By Mariar Wuoi*
May 27, 2012 — South Sudan’s economy is suffering some shocks due to the sudden decision to shutdown oil production in response to north’s decision to impose unilateral decision to hijack South’s oil as a form of payment for the use of pipelines running across Sudan. The economic ramifications of the shutdown are definitely going to be felt by people in the South. However difficult this decision is, it has been met with widespread support across the South. The reason for widespread is people in the South believe that north’s decision to dictate the terms of economic relationships with the South amounted to a continuation of colonization. Southerners cherish their new-found freedom and are willing to endure hardships to preserve this precious freedom. While still holding on the hope that economic cooperation with the North is still possible, South has embarked on solutions to insulate its economy from current and future shocks emanating from North.
The NCP regime has made a calculated decision that depriving South of its oil export would be a catalyst for regime change in Juba and SPLM’s demise. The NCP’s observation was recently reinforced by the World Bank’s report that predicted dire conditions for the South’s economy. Now, thanks in no small part to the World Bank’s report, all the NCP has to do is wait as South economy implode and cause all kinds of political upheavals. This may not come to fruition because South Sudanese economy is not fully established to suffer in ways predicted in the WB report. Meanwhile in Juba, our government is running around looking for countries and companies to finance an alternative pipeline to Kenya so that South’s economy is not held hostage by Khartoum. So far, this has not been successful at least in the short term.
The reasons given for the reluctance to invest in a new pipeline come down to simple cost-benefit analysis and an international conspiracy to force South to work with North. There are questions regarding the viability of this project because of dwindling oil reserves beneath South and lack of significant discoveries. China is reluctant because its state-owned China National Petroleum Corporation owns major stake in GNPOC consortium that runs and own the existing pipeline running across Sudan. Other countries such as the United States are not eager to encourage building an alternative pipeline because that would lessen the need for cooperation between the two Sudans. In essence, South has found itself being funneled toward settling for a rocky and predatory relationship with its former parent. This is the only door that has been left wide open because it would help restore peace and keep the two countries from resorting to war. The international community is perfectly comfortable with the idea of South continuing to pay half of its oil revenues to Khartoum even though it is going to help Khartoum finance its war on the marginalized people of Blue Nile and South Kordofan and not to mention Darfur. Not only that, Khartoum will use the hard currency to acquire new weapons that would be used against South should there be a need to do so.
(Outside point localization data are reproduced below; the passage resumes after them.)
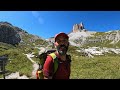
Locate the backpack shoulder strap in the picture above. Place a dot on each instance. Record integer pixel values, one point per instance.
(55, 61)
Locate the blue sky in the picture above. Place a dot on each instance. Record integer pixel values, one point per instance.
(48, 23)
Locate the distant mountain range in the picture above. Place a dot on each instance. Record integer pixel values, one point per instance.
(79, 36)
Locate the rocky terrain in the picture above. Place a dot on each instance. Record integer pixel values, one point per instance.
(20, 46)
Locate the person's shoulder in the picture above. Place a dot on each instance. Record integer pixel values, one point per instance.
(69, 57)
(49, 58)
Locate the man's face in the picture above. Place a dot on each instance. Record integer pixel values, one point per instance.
(62, 45)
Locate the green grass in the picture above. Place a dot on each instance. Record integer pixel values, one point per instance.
(101, 67)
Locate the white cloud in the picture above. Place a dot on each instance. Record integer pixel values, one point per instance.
(36, 15)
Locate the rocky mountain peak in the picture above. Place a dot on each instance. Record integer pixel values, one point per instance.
(78, 27)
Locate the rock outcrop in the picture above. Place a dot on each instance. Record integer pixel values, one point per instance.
(78, 27)
(8, 34)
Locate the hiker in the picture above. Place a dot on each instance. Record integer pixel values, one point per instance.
(63, 71)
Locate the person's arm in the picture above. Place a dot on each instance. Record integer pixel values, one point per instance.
(48, 68)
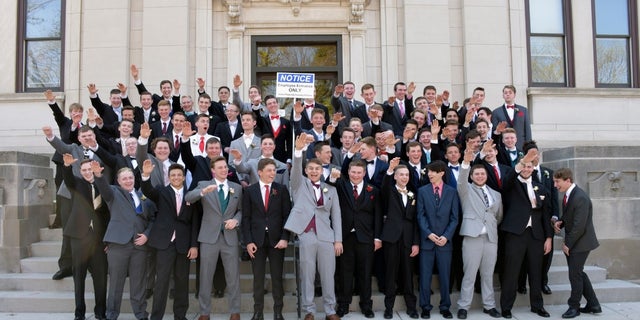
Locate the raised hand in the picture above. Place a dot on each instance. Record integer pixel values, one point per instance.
(68, 159)
(92, 88)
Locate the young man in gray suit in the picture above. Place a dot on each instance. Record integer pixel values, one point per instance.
(222, 212)
(315, 219)
(482, 212)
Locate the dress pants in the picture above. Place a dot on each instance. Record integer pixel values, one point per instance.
(478, 253)
(259, 263)
(169, 262)
(88, 254)
(580, 283)
(517, 248)
(399, 270)
(356, 262)
(321, 253)
(126, 259)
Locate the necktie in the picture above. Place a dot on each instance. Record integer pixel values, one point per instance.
(178, 202)
(355, 191)
(266, 197)
(497, 174)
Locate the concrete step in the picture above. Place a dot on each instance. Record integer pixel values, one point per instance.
(38, 301)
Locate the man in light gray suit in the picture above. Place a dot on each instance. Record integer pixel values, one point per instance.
(315, 218)
(126, 238)
(222, 212)
(481, 214)
(249, 166)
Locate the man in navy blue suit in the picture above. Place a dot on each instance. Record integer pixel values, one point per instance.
(438, 208)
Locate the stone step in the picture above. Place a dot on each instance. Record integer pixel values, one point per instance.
(46, 302)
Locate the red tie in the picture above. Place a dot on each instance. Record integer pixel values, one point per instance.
(266, 197)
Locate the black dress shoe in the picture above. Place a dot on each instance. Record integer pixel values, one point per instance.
(492, 312)
(257, 316)
(61, 274)
(571, 313)
(541, 312)
(446, 314)
(591, 309)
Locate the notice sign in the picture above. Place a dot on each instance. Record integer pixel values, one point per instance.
(295, 85)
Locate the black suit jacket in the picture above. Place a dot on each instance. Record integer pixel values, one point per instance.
(364, 214)
(401, 223)
(186, 224)
(255, 218)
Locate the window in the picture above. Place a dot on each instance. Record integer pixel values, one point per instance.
(321, 55)
(615, 43)
(550, 50)
(40, 45)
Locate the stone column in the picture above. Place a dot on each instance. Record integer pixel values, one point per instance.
(26, 194)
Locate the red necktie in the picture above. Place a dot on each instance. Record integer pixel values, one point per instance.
(266, 197)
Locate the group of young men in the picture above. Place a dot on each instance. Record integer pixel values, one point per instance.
(373, 189)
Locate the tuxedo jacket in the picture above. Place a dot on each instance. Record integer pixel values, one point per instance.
(475, 213)
(577, 219)
(517, 209)
(82, 213)
(305, 122)
(327, 216)
(401, 222)
(441, 219)
(186, 223)
(257, 218)
(283, 136)
(125, 223)
(363, 214)
(521, 122)
(213, 218)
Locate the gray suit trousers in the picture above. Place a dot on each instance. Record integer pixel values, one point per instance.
(478, 253)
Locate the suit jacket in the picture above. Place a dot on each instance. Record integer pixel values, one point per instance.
(185, 224)
(364, 214)
(328, 217)
(392, 115)
(475, 213)
(577, 219)
(125, 223)
(82, 213)
(401, 223)
(256, 218)
(517, 209)
(521, 122)
(441, 220)
(213, 218)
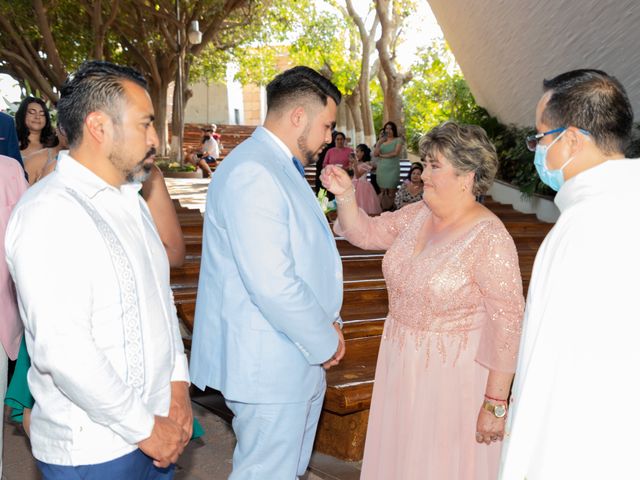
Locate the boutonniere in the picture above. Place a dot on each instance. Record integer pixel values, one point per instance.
(325, 204)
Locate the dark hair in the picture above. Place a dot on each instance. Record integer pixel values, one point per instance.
(297, 83)
(48, 136)
(593, 101)
(393, 126)
(97, 85)
(366, 151)
(415, 166)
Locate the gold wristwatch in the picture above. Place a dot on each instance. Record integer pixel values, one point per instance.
(498, 410)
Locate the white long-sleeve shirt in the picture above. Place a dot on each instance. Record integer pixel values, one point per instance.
(93, 289)
(574, 411)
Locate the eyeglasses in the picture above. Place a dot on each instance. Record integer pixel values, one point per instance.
(36, 113)
(533, 140)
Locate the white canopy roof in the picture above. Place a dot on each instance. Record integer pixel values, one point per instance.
(505, 48)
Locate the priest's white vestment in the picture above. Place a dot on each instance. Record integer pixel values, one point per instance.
(575, 411)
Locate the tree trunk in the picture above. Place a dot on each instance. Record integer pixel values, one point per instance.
(158, 93)
(353, 103)
(365, 115)
(390, 21)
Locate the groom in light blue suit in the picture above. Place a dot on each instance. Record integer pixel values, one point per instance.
(267, 320)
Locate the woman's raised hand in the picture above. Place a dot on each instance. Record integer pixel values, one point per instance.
(336, 180)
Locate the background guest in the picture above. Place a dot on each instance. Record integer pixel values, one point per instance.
(41, 163)
(209, 153)
(9, 138)
(411, 189)
(320, 163)
(33, 125)
(366, 196)
(387, 152)
(338, 155)
(451, 338)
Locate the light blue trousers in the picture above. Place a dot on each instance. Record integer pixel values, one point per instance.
(274, 441)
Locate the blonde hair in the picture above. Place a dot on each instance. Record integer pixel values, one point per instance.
(467, 148)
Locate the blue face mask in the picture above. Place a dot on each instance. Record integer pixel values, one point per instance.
(553, 178)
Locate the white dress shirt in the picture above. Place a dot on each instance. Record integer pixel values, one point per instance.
(574, 411)
(93, 289)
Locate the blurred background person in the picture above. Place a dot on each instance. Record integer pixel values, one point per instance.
(41, 163)
(9, 138)
(34, 128)
(340, 154)
(387, 152)
(366, 196)
(411, 189)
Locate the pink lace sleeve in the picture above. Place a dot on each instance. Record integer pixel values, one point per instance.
(379, 233)
(497, 273)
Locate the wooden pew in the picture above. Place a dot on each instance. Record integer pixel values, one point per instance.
(342, 427)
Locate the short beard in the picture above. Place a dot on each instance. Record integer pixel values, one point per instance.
(139, 173)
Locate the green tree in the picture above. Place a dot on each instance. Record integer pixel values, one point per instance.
(42, 40)
(436, 93)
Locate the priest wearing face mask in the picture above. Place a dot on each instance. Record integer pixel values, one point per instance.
(574, 409)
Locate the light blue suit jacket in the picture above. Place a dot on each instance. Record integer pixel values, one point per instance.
(270, 281)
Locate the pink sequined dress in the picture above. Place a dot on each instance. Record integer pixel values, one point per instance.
(455, 311)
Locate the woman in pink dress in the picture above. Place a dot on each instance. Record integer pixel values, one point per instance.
(338, 155)
(451, 337)
(366, 196)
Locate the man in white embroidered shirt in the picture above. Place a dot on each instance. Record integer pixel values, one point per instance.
(109, 374)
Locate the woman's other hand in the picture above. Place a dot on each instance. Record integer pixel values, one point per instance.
(336, 180)
(489, 428)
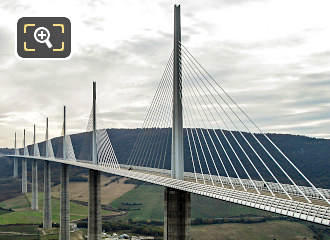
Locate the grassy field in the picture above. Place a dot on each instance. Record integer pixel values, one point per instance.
(151, 197)
(29, 232)
(111, 189)
(260, 231)
(24, 215)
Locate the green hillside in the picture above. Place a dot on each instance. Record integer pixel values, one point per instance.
(146, 202)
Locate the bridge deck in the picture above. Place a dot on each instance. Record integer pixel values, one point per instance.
(295, 208)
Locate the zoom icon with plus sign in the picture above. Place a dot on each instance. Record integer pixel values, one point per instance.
(43, 37)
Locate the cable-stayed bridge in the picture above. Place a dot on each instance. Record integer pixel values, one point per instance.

Given the barriers being placed on South path’s to economic independence from Khartoum, South needs to recalibrate its expectations and settle for a dual-use infrastructure like railway system between the Kenya’s coast and South’s oilfields. When the United States started on path to industrial revolution and economic prosperity, it did so using railroad that continue to crisscross this great country today. Oil was initially transported using railroad before being piped. It was not efficient but it did the job. Railroad continues to serve an important role today in America’s economy. Farmers in the hinterland are able to transport their produce to urban centers using railroad and then using sophisticated distribution system to reach customers. South would have a relatively easy task finding investors to build railway to Lamu port in Kenya than pipeline that may become unusable in a few decades. I have seen trains with cars or tanks reaching as far back as a kilometer, if not longer, snaking along the banks of the Ohio River. Why can’t this be a way for South to transport its oil and some more? Railway is a multi-purpose infrastructure that can be of use to transport goods cheaply. Trucking goods over dilapidated or nonexistent road is expensive and causes a lot of wear to existing roads. It is also unreliable as a truck can break down or gets bogged down in mud. During rainy reason, vast majority of our roads are impassable. Such an investment would be attractive to Chinese or other companies because there is potential to recoup investment overtime.
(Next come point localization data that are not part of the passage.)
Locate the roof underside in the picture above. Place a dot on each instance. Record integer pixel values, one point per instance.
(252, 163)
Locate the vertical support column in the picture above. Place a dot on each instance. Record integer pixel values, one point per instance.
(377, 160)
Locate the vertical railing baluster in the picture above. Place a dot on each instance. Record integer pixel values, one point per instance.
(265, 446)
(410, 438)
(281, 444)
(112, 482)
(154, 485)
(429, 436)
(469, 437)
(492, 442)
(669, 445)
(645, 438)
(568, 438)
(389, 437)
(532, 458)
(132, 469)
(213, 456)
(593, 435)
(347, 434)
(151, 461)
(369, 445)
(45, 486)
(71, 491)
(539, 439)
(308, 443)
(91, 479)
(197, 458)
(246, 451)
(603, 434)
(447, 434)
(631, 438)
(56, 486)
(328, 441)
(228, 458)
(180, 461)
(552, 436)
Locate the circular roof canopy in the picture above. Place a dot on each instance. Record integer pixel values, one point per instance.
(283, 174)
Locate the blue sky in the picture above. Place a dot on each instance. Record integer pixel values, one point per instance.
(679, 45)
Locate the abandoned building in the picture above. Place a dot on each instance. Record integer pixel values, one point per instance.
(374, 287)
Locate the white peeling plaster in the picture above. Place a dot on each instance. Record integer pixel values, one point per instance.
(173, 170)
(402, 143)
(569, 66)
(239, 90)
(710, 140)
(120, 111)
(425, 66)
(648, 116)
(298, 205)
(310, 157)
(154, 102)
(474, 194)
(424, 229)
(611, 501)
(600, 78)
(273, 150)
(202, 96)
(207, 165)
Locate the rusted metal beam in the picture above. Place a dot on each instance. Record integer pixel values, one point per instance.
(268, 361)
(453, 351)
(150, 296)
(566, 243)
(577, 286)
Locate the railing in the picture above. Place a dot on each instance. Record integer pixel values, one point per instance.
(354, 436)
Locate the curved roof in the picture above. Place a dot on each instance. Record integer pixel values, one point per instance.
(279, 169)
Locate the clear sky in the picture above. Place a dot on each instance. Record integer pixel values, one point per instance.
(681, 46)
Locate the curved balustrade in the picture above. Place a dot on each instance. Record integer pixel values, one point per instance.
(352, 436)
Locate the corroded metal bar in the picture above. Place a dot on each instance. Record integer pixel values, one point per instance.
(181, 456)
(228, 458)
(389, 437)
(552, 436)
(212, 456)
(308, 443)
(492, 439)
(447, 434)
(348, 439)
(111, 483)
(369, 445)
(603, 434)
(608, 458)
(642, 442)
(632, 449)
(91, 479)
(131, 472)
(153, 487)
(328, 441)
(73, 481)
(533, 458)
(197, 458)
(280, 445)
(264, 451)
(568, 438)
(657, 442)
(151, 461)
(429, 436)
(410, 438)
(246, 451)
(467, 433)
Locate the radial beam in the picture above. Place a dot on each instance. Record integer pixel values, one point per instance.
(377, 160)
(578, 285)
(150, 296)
While this is not a lasting solution to the need for a more cost-effective way to transport oil to the markets, it gives South the added insurance of not being hassled by Khartoum into settling for a deal that defies economic sense. Using railway to transport oil is also efficient compared to trucks. Right now, the NCP regime has tied economic issues to security issues. Some of the conflicts such as one in Blue Nile and South Kordofan are outside the control of Juba because these regions are fighting for a very legitimate reason. Not even Juba can convince them to accept being exterminated to satisfy the security demands of Khartoum. It is Khartoum that needs to engage the issues causing rebellions and find a solution to its problems. Juba can facilitate finding that solution but it does not hold the keys to what Khartoum must be willing to offer. In this sense, tying what is clearly a political issue to economic cooperation is a sure way to say that solution is not within reach.
South Sudanese are a resilient people and are willing to endure hardships to preserve their economic and political independence. Our government must examine all possible solutions that would guarantee our economic independence so that we meet North as equals. We need to look into using railway system to transport our oil products to the market. Even if it would not meet our need to maintain current production levels, an alternative like railway would give us a chance to negotiate from a position of equals if not strength. It may take a while to build a railway but we should not wait for a crisis to chance upon us before we start thinking strategically.